DALLAS — Supplementation with vitamins C and E did not prevent preeclampsia, reduce its severity, or lower adverse neonatal outcomes in a World Health Organization randomized trial of 1,365 high-risk women.
The observed negative results are consistent with those of most previous antioxidant trials, although none of the previously reported adverse effects, such as earlier and more severe preeclampsia or reduced birth weight, were observed in the current trial, Dr. Mario Merialdi said at the annual meeting of the Society for Maternal-Fetal Medicine.
“We found no evidence of harm to either mother or fetus attributable to supplementation with vitamin C and E,” he said.
Still, lead investigator Dr.
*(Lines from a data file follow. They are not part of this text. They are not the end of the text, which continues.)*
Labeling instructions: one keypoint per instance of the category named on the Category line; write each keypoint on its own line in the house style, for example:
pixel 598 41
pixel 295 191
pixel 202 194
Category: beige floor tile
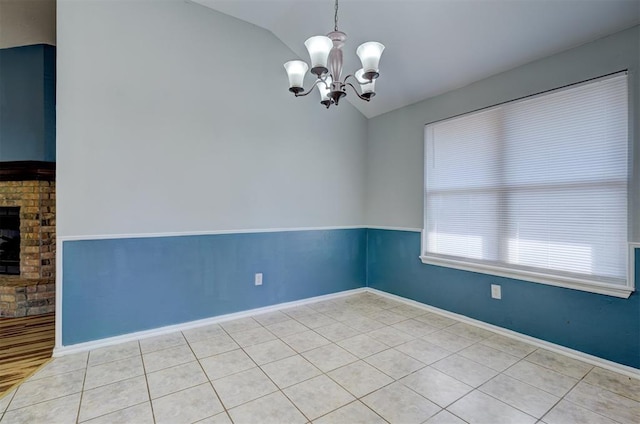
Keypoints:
pixel 617 383
pixel 559 363
pixel 414 327
pixel 243 387
pixel 604 402
pixel 47 388
pixel 444 417
pixel 307 340
pixel 542 378
pixel 329 357
pixel 213 346
pixel 113 397
pixel 289 371
pixel 477 407
pixel 423 351
pixel 566 412
pixel 315 320
pixel 465 370
pixel 273 350
pixel 202 333
pixel 360 378
pixel 489 357
pixel 270 409
pixel 353 413
pixel 174 379
pixel 362 345
pixel 114 353
pixel 227 363
pixel 336 332
pixel 110 372
pixel 387 317
pixel 451 342
pixel 509 345
pixel 520 395
pixel 394 363
pixel 166 358
pixel 62 365
pixel 271 318
pixel 469 331
pixel 187 406
pixel 436 386
pixel 237 325
pixel 390 336
pixel 436 320
pixel 162 342
pixel 221 418
pixel 62 410
pixel 318 396
pixel 286 328
pixel 253 337
pixel 398 404
pixel 138 414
Jose Villar, a senior fellow in perinatal medicine at the University of Oxford (England), advised caution. “It is always of concern to give ineffective drugs to pregnant women, even if one study does not demonstrate harm,” he said in an interview.
The recent VIP (Vitamins in Preeclampsia) trial showed that concomitant vitamin C and E supplementation did not reduce preeclampsia among 2,395 women at risk, but did increase the rate of babies born with a low birth weight (Lancet 2006;367:1145–54).
The WHO trial parallels the VIP trial, but specifically targeted high-risk women with nutritional deficiencies who lived in India, Vietnam, South Africa, and Peru. Because previous failed antioxidant trials were conducted in women with adequate nutritional status, the investigators theorized that supplementing potentially vitamin-deficient women might produce beneficial results, explained Dr. Merialdi, a reproductive health specialist with WHO in Geneva.
In all, 687 women were randomized to daily vitamin C (1 g) and vitamin E (400 IU), and 678 women were randomized to placebo before gestational week 20. Their mean age was 27 years. Risk factors were similar between the intervention and control groups, including history of previous preeclampsia (217 vs. 205), chronic hypertension (163 vs. 170), and multiple pregnancies (81 vs. 100). Compliance was similar in both groups at about 87%.
Supplementation did not reduce the risk of preeclampsia (relative risk 1.0), eclampsia (RR 1.5), or severe gestational hypertension (RR 0.8). Adjustment for maternal age did not modify these results, he said. The incidence of preeclampsia was not significantly different between the intervention and placebo groups (24.5% vs. 23.3%).
The secondary outcomes of low birth weight (defined as less than 2,500 g, and found in 33% of the intervention group vs. 36% in controls), small size for gestational age (defined as less than 10th percentile, in 23% vs. 26%), and preterm delivery (defined as delivery before 37 weeks, in 21% vs. 24%) tended to be lower with supplementation, but were not statistically different (RR 0.9 for all three).
Perinatal death also tended to be lower with supplementation, but did not reach statistically significant levels (RR 0.8), and the trial was underpowered to test this outcome.
A stratified analysis of those women with a history of preeclampsia demonstrated similar rates of preeclampsia in the supplement and control groups (26% vs. 28%), said Dr. Merialdi, who reported no financial conflicts of interest.